Communiqué de presse du NPA du Calvados. Lactalis, ou le pillage des fonds publics

 

Le groupe Lactalis, spécialisé dans l’industrie laitière, veut investir pour se développer : en Basse-Normandie à Saint Martin-des-Entrées et en Bretagne à Retiers et à Vitré. Pour financer une partie des investissements prévus, Lactalis réclame des « aides » aux pouvoirs publics, à tous les niveaux, de l’Europe aux collectivités locales, Régions, Départements, Communautés de communes.

Le Conseil régional de Bretagne, le Conseil général d’Ille-et-Vilaine, Vitré Communauté et la Communauté de communes « Au Pays de la Roche aux Fées » ont déjà promis 2,8 millions d’euros. Le Conseil régional de Basse-Normandie annonce, lui, 250 000 euros, le Conseil général du Calvados autant et Bayeux Intercom 100 000 euros. Lactalis « réclame » aussi 600 000 euros aux Fonds européens.

C’est à un véritable pillage des fonds public que se livre ce géant de l’agroalimentaire qui fait des millions de bénéfices et n’a pas besoin des fonds publics… sinon pour augmenter encore ses profits accaparés par les actionnaires.

Ce groupe est qualifié « d’hégémonique et de prédateur » par la CGT d’Entremont, l’entreprise sur laquelle Lactalis voudrait faire main basse, pour mieux contrôler la collecte laitière dans le Grand Ouest, faire encore plus pression sur le prix du lait payé aux producteurs.

La majorité « de gauche » du Conseil régional semble à peine gênée aux entournures, et, à en croire Philippe Bonneau, vice-président, elle obtempérerait et verserait les subventions à Lactalis (Ouest France, édition du 12 décembre 2009).

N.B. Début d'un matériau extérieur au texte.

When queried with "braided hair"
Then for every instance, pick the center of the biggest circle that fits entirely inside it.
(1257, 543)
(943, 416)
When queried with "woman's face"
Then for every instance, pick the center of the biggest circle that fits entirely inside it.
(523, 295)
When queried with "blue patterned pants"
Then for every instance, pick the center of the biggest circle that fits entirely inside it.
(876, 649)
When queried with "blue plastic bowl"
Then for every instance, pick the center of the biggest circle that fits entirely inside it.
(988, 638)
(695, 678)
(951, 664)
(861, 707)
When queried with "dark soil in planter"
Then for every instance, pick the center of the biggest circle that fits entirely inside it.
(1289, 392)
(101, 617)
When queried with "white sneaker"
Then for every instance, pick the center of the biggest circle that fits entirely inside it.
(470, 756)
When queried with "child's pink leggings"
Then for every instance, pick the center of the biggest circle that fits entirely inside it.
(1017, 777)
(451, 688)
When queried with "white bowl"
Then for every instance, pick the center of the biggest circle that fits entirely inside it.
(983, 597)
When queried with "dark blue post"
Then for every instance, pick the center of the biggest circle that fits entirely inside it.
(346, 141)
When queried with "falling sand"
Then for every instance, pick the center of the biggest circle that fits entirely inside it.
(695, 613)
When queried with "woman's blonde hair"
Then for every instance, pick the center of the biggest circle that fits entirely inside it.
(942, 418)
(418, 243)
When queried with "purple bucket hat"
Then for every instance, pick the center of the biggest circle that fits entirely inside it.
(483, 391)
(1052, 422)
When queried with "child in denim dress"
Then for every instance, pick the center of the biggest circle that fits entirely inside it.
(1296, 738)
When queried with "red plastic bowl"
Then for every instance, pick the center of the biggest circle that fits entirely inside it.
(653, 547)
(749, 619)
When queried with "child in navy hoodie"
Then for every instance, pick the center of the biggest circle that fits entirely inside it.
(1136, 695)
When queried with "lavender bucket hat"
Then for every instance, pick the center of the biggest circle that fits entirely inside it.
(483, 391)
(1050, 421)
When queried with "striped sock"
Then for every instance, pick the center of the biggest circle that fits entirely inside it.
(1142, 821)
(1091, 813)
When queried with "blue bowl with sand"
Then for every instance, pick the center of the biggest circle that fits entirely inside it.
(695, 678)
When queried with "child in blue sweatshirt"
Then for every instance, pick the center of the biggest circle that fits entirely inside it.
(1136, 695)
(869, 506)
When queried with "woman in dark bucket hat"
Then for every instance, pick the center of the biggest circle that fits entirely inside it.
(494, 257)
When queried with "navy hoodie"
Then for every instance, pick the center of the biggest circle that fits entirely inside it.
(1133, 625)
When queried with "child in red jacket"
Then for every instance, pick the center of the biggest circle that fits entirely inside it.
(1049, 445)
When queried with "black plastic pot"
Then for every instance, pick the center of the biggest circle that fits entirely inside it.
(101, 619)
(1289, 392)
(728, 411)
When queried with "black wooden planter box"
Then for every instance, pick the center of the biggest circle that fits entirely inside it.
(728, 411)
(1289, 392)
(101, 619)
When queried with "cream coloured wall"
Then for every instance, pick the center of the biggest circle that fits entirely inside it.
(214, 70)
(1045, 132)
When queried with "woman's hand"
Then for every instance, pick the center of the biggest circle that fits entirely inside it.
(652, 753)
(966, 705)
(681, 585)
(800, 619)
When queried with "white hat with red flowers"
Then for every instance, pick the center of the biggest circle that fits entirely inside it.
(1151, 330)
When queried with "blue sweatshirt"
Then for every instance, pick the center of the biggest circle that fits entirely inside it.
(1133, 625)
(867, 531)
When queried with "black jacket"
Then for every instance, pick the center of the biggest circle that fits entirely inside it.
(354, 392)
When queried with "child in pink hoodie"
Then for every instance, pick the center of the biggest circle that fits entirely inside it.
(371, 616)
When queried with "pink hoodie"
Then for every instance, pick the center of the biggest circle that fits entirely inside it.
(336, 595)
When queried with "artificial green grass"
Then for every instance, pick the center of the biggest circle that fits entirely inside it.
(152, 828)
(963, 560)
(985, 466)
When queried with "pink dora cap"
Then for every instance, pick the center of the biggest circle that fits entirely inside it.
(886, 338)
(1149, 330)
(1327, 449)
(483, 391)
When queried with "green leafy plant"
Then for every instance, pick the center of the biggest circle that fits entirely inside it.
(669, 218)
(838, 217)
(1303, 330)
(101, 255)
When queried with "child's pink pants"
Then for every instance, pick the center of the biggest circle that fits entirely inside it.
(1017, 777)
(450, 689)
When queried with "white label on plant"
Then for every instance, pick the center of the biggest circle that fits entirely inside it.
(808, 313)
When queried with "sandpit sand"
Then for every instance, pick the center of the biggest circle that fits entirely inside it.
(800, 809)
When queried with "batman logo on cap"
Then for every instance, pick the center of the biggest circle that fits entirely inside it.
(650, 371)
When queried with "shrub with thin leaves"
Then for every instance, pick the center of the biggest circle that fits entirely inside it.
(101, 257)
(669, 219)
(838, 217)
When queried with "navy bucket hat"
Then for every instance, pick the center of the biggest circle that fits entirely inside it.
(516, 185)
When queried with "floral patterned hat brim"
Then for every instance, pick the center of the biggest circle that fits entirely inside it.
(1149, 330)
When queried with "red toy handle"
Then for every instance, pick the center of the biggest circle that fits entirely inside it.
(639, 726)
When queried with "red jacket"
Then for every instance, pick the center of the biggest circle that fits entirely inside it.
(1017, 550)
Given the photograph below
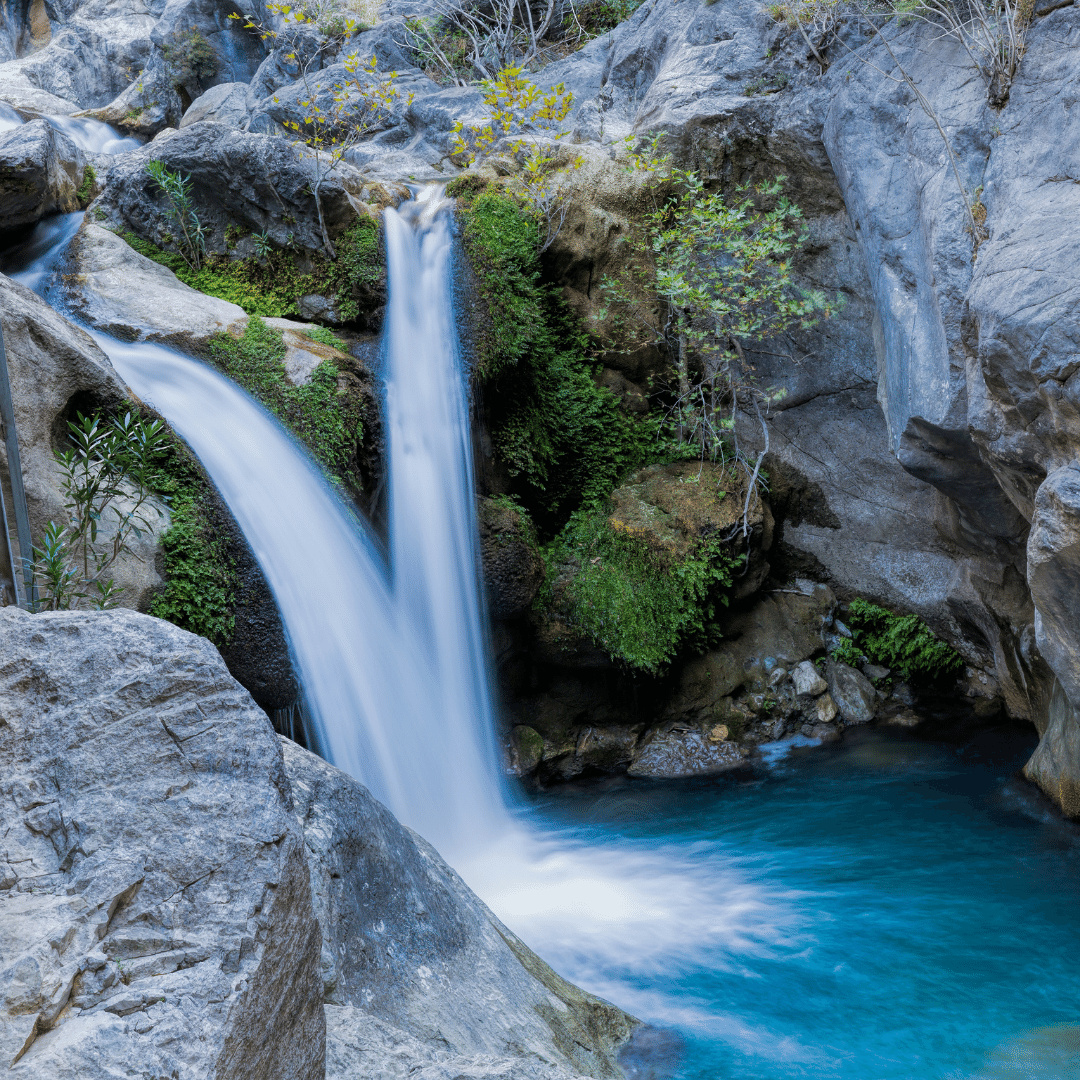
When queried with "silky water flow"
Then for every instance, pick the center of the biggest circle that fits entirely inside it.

Les élections régionales à venir doivent être l’occasion d’un débat sur les aides publiques aux grands groupes de l’industrie et du commerce. Après l’automobile, Faurecia et Renault Trucks, c’est au tour de l’agrobusiness de passer au guichet. Cette politique commune à la droite et à la gauche (du Parti socialiste aux Verts en passant par le Parti communiste français), doit être stoppée.

Le NPA sera présent dans ces élections pour obtenir la fin des aides au patronat, pour l’utilisation exclusive des fonds publics en faveur des travailleurs menacés de licenciements et pour financer les équipements et les services publics dont a besoin la population.